VM Image Sprawl in Real Life
A while back, Geva Perry and I were chatting about the issue of virtual machine image sprawl (Google Search), which is really little more than an extension of not-so-new traditional physical server sprawl problem. It’s hard to get really hard data on how bad the vm sprawl problem is since most images exist behind firewalls or other walled gardens. However, there is one good place to get solid data and that’s Amazon’s own public image repository.
Real Data So, around the time we were chatting I started collecting some information on the number of public Amazon Machine Image (AMIs). This isn’t a perfect sampling, but should be pretty good for most purposes.
Here’s what the data looks like as of today:
As you can see there is quite a steady stream of new images added to EC2. The data flatlines during the holiday break, but I’m sure we’ll see it pick back up starting next week.
Main takeaway is the 12% month-over-month growth of AMIs from 11/24 to 12/24. That’s pretty amazing when you consider this is the public images only.

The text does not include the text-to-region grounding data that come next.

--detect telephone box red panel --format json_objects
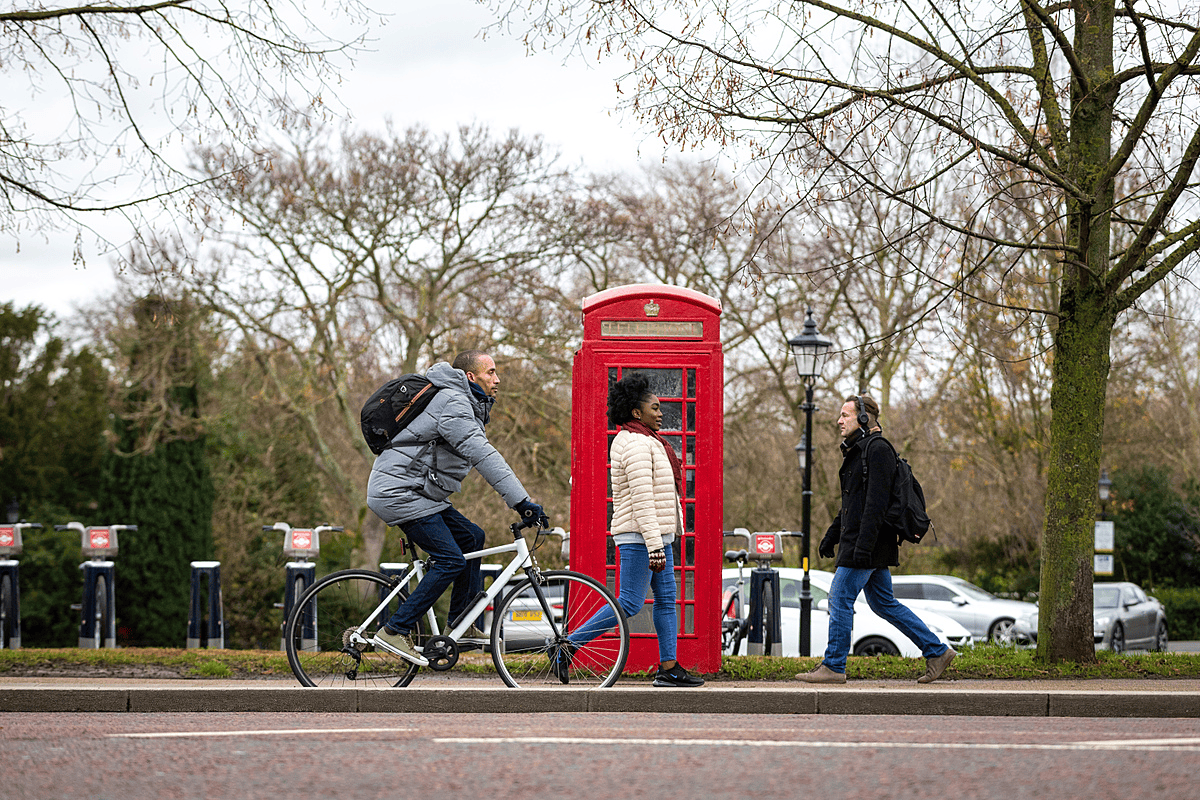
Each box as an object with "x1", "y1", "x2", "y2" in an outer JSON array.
[{"x1": 570, "y1": 285, "x2": 723, "y2": 673}]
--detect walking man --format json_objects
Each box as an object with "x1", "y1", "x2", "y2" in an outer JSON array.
[{"x1": 796, "y1": 394, "x2": 956, "y2": 684}]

Amazon Private Images Private images might range somewhere between 10 and 100x public images. I can tell you that CloudScale had approximately 90 private AMIs created over it’s lifetime (~1 year). CloudScale would probably be considered more of a ‘power user’ though, so it’s more realistic to assume something closer to 10 total private AMIs per average AWS user.

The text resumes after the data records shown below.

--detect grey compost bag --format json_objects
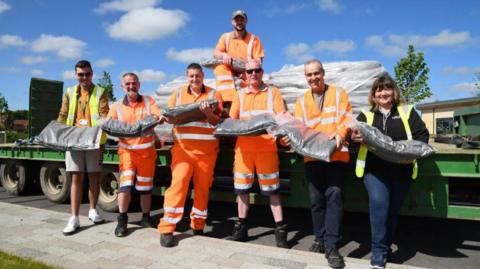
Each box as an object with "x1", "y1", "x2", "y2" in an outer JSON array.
[
  {"x1": 154, "y1": 123, "x2": 174, "y2": 144},
  {"x1": 269, "y1": 113, "x2": 336, "y2": 162},
  {"x1": 162, "y1": 99, "x2": 219, "y2": 125},
  {"x1": 200, "y1": 57, "x2": 245, "y2": 73},
  {"x1": 214, "y1": 113, "x2": 277, "y2": 136},
  {"x1": 98, "y1": 115, "x2": 158, "y2": 138},
  {"x1": 356, "y1": 121, "x2": 435, "y2": 163},
  {"x1": 34, "y1": 120, "x2": 102, "y2": 151}
]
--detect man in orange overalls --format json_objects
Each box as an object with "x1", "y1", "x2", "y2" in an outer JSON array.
[
  {"x1": 227, "y1": 59, "x2": 288, "y2": 248},
  {"x1": 158, "y1": 63, "x2": 223, "y2": 247},
  {"x1": 107, "y1": 72, "x2": 161, "y2": 237},
  {"x1": 213, "y1": 10, "x2": 264, "y2": 106}
]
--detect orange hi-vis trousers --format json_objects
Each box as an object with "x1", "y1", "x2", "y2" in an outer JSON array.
[
  {"x1": 158, "y1": 145, "x2": 217, "y2": 233},
  {"x1": 118, "y1": 148, "x2": 156, "y2": 192},
  {"x1": 233, "y1": 150, "x2": 280, "y2": 195},
  {"x1": 213, "y1": 64, "x2": 243, "y2": 102}
]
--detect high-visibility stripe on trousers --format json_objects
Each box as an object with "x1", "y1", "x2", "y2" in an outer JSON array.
[
  {"x1": 213, "y1": 64, "x2": 238, "y2": 102},
  {"x1": 118, "y1": 148, "x2": 156, "y2": 192},
  {"x1": 158, "y1": 145, "x2": 217, "y2": 233},
  {"x1": 233, "y1": 150, "x2": 280, "y2": 195}
]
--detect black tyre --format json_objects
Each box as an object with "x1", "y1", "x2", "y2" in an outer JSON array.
[
  {"x1": 39, "y1": 162, "x2": 71, "y2": 203},
  {"x1": 0, "y1": 160, "x2": 29, "y2": 196},
  {"x1": 98, "y1": 165, "x2": 119, "y2": 212}
]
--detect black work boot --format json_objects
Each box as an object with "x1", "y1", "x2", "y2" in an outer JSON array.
[
  {"x1": 160, "y1": 233, "x2": 174, "y2": 247},
  {"x1": 192, "y1": 229, "x2": 204, "y2": 235},
  {"x1": 226, "y1": 219, "x2": 248, "y2": 242},
  {"x1": 309, "y1": 239, "x2": 325, "y2": 253},
  {"x1": 140, "y1": 214, "x2": 153, "y2": 228},
  {"x1": 114, "y1": 213, "x2": 128, "y2": 237},
  {"x1": 325, "y1": 247, "x2": 345, "y2": 269},
  {"x1": 274, "y1": 223, "x2": 289, "y2": 248}
]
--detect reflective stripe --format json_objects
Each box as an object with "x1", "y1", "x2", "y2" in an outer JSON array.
[
  {"x1": 175, "y1": 121, "x2": 216, "y2": 128},
  {"x1": 135, "y1": 185, "x2": 153, "y2": 191},
  {"x1": 164, "y1": 206, "x2": 184, "y2": 214},
  {"x1": 239, "y1": 85, "x2": 273, "y2": 118},
  {"x1": 207, "y1": 89, "x2": 216, "y2": 99},
  {"x1": 305, "y1": 117, "x2": 322, "y2": 127},
  {"x1": 234, "y1": 172, "x2": 254, "y2": 179},
  {"x1": 234, "y1": 183, "x2": 253, "y2": 190},
  {"x1": 121, "y1": 170, "x2": 135, "y2": 177},
  {"x1": 216, "y1": 84, "x2": 235, "y2": 91},
  {"x1": 216, "y1": 75, "x2": 234, "y2": 81},
  {"x1": 174, "y1": 133, "x2": 217, "y2": 140},
  {"x1": 225, "y1": 32, "x2": 231, "y2": 52},
  {"x1": 176, "y1": 88, "x2": 182, "y2": 106},
  {"x1": 119, "y1": 180, "x2": 133, "y2": 188},
  {"x1": 321, "y1": 117, "x2": 336, "y2": 125},
  {"x1": 247, "y1": 34, "x2": 255, "y2": 60},
  {"x1": 257, "y1": 172, "x2": 279, "y2": 180},
  {"x1": 191, "y1": 207, "x2": 207, "y2": 218},
  {"x1": 324, "y1": 106, "x2": 336, "y2": 113},
  {"x1": 300, "y1": 90, "x2": 338, "y2": 127},
  {"x1": 356, "y1": 159, "x2": 365, "y2": 168},
  {"x1": 260, "y1": 183, "x2": 280, "y2": 192},
  {"x1": 137, "y1": 176, "x2": 153, "y2": 183},
  {"x1": 162, "y1": 216, "x2": 182, "y2": 224},
  {"x1": 119, "y1": 140, "x2": 155, "y2": 150},
  {"x1": 116, "y1": 102, "x2": 123, "y2": 121}
]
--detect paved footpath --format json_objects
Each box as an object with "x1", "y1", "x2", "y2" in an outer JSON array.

Hard to say how that relates to the images in the public repository. I can’t even really hazard a guess, but we’re probably talking on the order of 20,000 AMIs minimum and quite possibly towards the higher end of the spectrum.
Conclusion Anyway you measure it, while virtualization ‘solved’ the datacenter efficiency and server usage problem, it also uncorked the bottle in terms of sprawl. At least with physical servers you were constrained by hardware, power, and cooling. Now the only constraint is disk space, which is basically no constraint.
This problem is only going to get dramatically worse as we move forward. You’re going to see a lot of folks trying to solve the sprawl problem in a variety of ways. I’m 100% certain, for example, that Amazon’s November pre-announcement of an AWS GUI in ‘09 is a result of their need to put a rich UI around their public images. We’ll see ratings, social networking, and possibly versioning baked in when it releases.